George Washington and others who constituted America’s upper class at the time of the revolution in fact had a high regard for what they called the “genius of the American people.” It has much to do with their willingness adamantly to oppose the British sovereign’s suppression of self-government in America. To do so they emphatically embraced the view that that just government could not be maintained without “a due dependence on the people”; that elections were required to secure that dependency; and that the America people had already proven their capacity to take on the responsibility it entailed.
But they also took frank account of the history of human events, which offered no example of enduring “democracy.” Governments that simply depended on the power of the people ended up in disorder, defeat, culminating in the subversion and overthrow of democratic rule. Since its forces depend on transient passions, rather than rationally apprehended permanent interests, democracy sustains itself only so long as those passions are in effect. But to sustain them requires demagogues who inflame passion and focus its power against some object of hatred, resentment or revenge.
Knowing this, the enemies of democratic rule always have a way to achieve the goal the Italian fascist Mussolini famously articulated – to defeat democracy using the weapons of democracy. To be effective, the energy of the people must be brought into focus. But since the first use of that energy is to inflame them, what is to keep any one of them from being consumed in the flames? Though intended for use against the oppressors of the people, democratic power is inherently self-destructive. At first, the present passion of the many is used to gather and mobilize them as a weapon against the few. When the few have been dealt with, the organized force of the many, their passions allayed, disintegrates. But the fear engendered by the destruction those passions made possible, persists.
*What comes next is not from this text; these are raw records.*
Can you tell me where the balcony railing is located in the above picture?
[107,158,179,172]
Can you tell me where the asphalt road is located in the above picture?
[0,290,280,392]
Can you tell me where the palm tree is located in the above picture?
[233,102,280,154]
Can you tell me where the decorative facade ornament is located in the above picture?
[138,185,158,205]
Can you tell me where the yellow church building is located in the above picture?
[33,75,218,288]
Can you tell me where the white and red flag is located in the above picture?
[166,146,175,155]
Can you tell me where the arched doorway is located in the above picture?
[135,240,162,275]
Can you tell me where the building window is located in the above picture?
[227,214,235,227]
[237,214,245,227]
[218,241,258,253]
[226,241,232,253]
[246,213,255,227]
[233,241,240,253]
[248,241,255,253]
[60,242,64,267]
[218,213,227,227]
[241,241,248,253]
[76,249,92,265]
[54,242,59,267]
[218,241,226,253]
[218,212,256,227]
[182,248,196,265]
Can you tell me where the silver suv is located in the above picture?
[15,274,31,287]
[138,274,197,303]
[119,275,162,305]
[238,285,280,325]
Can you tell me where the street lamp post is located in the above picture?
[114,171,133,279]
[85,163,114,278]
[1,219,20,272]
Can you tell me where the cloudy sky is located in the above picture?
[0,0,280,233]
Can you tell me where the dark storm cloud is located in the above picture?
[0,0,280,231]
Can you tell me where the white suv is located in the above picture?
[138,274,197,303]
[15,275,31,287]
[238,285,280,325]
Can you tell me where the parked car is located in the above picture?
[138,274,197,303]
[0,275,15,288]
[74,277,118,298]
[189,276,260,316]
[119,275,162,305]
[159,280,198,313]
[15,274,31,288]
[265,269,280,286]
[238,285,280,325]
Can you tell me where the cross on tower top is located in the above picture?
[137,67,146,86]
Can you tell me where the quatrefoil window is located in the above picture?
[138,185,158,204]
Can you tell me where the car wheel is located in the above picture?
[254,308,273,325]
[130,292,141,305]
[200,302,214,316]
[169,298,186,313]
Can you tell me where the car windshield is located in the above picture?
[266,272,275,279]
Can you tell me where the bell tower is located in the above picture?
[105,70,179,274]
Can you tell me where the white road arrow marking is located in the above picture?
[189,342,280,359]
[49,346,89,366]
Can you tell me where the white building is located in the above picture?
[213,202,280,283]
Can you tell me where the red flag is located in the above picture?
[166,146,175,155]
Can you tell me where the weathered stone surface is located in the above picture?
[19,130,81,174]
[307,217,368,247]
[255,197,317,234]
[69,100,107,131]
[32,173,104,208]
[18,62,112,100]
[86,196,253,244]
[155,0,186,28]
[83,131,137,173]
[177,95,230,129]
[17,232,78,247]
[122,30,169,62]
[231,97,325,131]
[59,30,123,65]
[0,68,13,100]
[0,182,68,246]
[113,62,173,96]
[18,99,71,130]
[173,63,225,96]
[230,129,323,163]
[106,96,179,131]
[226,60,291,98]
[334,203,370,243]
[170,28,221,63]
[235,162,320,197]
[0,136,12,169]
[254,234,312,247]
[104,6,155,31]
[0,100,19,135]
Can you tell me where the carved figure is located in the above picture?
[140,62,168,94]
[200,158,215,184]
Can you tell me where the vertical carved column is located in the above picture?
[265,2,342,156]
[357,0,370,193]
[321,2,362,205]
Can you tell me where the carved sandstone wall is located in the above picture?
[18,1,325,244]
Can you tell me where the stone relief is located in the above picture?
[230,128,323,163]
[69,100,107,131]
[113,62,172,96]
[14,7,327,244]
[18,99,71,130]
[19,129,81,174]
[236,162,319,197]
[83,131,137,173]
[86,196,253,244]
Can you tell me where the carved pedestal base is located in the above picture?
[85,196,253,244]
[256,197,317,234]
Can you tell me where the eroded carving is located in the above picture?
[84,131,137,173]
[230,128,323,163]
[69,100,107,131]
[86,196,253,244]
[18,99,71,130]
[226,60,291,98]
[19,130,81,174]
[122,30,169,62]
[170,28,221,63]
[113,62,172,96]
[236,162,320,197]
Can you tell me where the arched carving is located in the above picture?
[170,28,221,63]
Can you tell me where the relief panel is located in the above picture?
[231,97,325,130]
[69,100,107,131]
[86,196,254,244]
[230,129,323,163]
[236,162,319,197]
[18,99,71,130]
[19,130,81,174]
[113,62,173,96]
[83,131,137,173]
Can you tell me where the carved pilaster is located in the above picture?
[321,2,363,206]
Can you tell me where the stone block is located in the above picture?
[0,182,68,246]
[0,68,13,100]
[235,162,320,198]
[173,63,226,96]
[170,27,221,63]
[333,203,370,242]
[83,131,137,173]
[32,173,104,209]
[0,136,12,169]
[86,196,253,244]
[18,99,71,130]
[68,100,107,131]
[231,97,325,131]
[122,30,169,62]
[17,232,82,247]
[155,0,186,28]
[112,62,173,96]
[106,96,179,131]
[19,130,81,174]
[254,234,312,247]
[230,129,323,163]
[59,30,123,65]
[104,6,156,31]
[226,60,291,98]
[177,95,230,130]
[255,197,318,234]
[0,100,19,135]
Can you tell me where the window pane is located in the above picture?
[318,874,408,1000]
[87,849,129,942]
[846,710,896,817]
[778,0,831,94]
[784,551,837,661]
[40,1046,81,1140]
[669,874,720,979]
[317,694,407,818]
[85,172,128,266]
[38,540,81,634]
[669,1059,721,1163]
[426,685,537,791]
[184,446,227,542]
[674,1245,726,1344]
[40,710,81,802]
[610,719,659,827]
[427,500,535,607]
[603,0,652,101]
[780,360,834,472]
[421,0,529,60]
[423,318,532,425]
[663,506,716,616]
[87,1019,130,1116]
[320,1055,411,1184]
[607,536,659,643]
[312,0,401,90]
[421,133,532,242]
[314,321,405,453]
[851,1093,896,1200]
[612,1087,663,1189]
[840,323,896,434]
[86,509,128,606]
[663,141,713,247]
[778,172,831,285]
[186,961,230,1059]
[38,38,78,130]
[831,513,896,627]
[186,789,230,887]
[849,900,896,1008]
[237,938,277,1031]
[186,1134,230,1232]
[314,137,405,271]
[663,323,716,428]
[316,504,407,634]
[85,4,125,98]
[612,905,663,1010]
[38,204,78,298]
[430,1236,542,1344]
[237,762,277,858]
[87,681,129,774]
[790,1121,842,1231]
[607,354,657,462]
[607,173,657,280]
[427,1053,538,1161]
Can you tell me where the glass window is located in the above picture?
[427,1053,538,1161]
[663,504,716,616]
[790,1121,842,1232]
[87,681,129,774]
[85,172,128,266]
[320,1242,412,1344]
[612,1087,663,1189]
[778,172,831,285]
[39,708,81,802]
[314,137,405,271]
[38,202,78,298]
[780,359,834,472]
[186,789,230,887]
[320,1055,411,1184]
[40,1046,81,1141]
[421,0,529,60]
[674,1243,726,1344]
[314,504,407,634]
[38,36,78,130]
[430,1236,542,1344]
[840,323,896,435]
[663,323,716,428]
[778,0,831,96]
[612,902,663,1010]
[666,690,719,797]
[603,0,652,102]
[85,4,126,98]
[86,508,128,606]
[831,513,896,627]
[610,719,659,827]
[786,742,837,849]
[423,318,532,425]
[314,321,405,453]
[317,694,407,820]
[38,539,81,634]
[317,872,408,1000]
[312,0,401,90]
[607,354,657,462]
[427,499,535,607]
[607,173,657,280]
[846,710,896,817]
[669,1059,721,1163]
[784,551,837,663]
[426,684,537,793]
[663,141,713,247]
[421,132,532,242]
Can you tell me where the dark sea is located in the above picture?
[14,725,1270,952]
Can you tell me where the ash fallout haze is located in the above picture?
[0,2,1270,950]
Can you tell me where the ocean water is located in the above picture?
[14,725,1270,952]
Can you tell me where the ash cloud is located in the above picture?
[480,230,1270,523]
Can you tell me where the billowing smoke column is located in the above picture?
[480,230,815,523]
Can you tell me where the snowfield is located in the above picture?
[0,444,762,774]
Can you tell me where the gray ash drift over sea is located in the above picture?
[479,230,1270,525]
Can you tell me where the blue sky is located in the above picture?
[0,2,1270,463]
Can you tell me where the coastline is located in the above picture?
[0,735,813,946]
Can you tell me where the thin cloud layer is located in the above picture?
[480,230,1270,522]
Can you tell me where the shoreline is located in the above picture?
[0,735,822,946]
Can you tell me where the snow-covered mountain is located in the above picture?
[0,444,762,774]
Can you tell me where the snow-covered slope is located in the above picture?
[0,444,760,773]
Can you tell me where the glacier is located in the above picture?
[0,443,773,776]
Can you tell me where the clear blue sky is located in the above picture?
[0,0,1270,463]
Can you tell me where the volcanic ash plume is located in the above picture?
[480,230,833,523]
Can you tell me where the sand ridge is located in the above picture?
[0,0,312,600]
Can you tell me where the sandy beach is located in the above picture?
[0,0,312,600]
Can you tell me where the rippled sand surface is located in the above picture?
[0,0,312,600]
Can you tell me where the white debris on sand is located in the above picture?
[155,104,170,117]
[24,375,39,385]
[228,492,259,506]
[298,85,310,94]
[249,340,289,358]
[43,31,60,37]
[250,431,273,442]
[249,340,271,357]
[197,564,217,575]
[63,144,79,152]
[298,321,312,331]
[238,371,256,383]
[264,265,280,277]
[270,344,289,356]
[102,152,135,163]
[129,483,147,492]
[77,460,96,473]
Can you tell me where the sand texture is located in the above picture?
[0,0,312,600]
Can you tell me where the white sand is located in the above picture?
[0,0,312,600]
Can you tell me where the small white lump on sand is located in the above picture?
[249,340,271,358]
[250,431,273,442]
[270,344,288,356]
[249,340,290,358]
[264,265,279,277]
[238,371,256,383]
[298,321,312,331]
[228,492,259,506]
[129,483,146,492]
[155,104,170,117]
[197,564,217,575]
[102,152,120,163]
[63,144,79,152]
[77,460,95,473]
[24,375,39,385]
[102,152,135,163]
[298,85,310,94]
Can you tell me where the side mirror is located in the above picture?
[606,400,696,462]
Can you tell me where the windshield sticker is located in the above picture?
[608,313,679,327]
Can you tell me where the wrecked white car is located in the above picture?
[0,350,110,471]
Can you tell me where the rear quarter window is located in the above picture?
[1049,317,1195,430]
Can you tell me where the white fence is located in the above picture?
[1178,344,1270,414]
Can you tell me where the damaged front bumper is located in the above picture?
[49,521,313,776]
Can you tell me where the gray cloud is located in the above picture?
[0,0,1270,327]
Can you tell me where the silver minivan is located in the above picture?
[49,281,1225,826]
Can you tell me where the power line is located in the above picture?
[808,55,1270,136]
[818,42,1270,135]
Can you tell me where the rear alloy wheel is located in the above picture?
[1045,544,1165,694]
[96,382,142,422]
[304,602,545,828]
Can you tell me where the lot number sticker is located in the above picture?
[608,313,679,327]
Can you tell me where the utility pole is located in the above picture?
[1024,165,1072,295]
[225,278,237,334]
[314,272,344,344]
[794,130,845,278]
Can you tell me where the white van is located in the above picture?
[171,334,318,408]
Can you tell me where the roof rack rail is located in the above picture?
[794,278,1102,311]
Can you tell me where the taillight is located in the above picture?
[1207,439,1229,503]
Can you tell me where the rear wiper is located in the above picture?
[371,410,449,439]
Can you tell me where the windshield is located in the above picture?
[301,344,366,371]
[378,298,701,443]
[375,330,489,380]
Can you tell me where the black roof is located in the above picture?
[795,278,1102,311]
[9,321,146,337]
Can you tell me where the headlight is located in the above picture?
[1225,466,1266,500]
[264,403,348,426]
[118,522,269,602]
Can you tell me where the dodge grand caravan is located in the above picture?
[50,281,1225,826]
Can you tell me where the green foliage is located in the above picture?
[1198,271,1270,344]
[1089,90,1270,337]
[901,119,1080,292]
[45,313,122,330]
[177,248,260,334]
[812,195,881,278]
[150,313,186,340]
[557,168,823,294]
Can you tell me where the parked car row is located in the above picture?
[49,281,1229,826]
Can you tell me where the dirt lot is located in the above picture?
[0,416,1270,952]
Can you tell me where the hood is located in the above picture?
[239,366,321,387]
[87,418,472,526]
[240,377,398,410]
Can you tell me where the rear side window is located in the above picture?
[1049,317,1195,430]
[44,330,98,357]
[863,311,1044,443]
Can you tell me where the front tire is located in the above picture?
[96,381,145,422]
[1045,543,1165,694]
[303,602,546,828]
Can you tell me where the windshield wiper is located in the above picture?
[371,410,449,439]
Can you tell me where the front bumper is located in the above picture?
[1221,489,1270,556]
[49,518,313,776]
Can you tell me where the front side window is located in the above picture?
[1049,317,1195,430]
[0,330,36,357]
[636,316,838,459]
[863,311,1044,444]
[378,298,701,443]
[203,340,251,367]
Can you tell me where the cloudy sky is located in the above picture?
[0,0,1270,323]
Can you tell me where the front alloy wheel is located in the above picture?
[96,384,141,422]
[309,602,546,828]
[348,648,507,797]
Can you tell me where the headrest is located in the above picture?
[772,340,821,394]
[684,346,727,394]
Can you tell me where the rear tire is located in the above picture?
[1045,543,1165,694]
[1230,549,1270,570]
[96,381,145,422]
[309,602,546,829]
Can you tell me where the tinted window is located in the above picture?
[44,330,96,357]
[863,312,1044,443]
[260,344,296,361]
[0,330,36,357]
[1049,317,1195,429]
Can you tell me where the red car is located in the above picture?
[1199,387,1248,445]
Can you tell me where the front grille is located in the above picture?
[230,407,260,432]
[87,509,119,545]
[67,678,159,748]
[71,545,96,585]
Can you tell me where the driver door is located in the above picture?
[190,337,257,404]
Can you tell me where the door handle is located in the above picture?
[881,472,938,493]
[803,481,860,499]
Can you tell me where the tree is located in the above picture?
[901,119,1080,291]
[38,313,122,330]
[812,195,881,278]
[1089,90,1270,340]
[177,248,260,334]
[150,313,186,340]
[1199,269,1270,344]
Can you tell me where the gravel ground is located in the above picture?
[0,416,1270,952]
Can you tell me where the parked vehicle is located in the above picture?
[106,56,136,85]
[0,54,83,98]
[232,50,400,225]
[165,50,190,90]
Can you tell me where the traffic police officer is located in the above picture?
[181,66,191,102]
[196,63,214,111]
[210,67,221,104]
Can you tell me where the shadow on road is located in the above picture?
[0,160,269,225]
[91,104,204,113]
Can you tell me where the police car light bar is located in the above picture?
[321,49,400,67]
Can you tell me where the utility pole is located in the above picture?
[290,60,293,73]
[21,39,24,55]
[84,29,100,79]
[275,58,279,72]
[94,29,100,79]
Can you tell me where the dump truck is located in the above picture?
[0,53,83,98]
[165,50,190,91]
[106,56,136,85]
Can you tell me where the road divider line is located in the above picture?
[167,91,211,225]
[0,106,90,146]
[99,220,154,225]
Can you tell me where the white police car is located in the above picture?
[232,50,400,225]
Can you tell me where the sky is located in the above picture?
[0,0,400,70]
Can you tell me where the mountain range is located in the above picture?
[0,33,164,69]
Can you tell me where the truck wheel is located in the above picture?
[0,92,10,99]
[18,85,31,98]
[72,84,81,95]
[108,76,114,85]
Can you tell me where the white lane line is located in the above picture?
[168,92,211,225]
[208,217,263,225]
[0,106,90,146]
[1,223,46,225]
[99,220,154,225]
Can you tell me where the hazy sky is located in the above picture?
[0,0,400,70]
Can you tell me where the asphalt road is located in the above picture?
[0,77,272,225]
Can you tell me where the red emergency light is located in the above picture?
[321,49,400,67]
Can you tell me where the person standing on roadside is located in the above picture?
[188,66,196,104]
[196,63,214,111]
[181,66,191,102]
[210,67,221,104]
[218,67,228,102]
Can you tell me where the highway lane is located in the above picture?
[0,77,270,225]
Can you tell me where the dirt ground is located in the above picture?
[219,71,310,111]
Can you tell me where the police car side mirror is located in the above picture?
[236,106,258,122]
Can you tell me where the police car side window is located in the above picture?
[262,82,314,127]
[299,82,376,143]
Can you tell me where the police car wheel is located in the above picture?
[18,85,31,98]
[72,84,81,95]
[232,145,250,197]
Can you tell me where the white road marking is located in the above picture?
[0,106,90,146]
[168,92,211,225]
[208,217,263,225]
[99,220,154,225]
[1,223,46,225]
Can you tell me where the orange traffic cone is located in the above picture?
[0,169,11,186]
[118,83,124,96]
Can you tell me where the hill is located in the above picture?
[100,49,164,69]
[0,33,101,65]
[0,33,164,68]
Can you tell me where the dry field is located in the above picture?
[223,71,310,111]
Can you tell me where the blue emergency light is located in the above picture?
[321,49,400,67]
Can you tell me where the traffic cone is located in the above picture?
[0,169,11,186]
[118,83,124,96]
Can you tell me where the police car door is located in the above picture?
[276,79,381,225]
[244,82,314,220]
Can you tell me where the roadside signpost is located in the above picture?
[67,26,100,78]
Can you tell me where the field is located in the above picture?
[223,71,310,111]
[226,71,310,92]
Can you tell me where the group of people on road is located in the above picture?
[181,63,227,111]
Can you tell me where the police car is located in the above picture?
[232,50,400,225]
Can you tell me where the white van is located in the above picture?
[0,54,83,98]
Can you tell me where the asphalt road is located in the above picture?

It is therefore available to empower government forces that, for their own purposes, intimidate and control the many as individuals.
The people can avoid becoming the subjects of this oppression only if, and when, they learn to marshal their passions deliberately. They must focus them in a controlled way, one that reflects their self-conscious own choice and responsibility, rather than their susceptibility to passions that are inflamed and brought into focus by others, who in fact act for themselves rather than for the people. What James Madison called the Constitution’s “scheme of representation” aimed to encourage this deliberate self-government in the people of the United States.
This scheme made sense to the founders because experience permitted them to believe that the people of the United States were, in their character and practices, already disposed to govern themselves. This disposition was largely an effect of the Christian religion, which ought to lead those who practice it to see themselves, and their fellow-believers, as subjects of Christ, striving to represent the Kingdom of Heaven on earth, as Christ’s example encouraged them to do. With the standard of Christ to guide them, they have a common sense of right, which they can recognize and respect in others. A constitution of government that called upon them periodically to exercise that common sense would strengthen and preserve it, the way regular exercise strengthens and develops the body.
Theses reflections allow us to see the Constitution’s provisions for electing the president and vice president of the United States as the founders saw them. They are not a judgment that warily disrespects the capacities of the people. They are an expression of confidence in the moral strength and judgment of the American people, so long as they act in keeping with their good faith. For that faith gives them the will to make God’s just rulership the enduring standard for their self-rule, especially when they choose their representatives in government. And that will for justice constitutes the enduring permanent interest that can turn the unruly impulses of transient passion into long-lasting serviceable fuel for the just powers good government requires.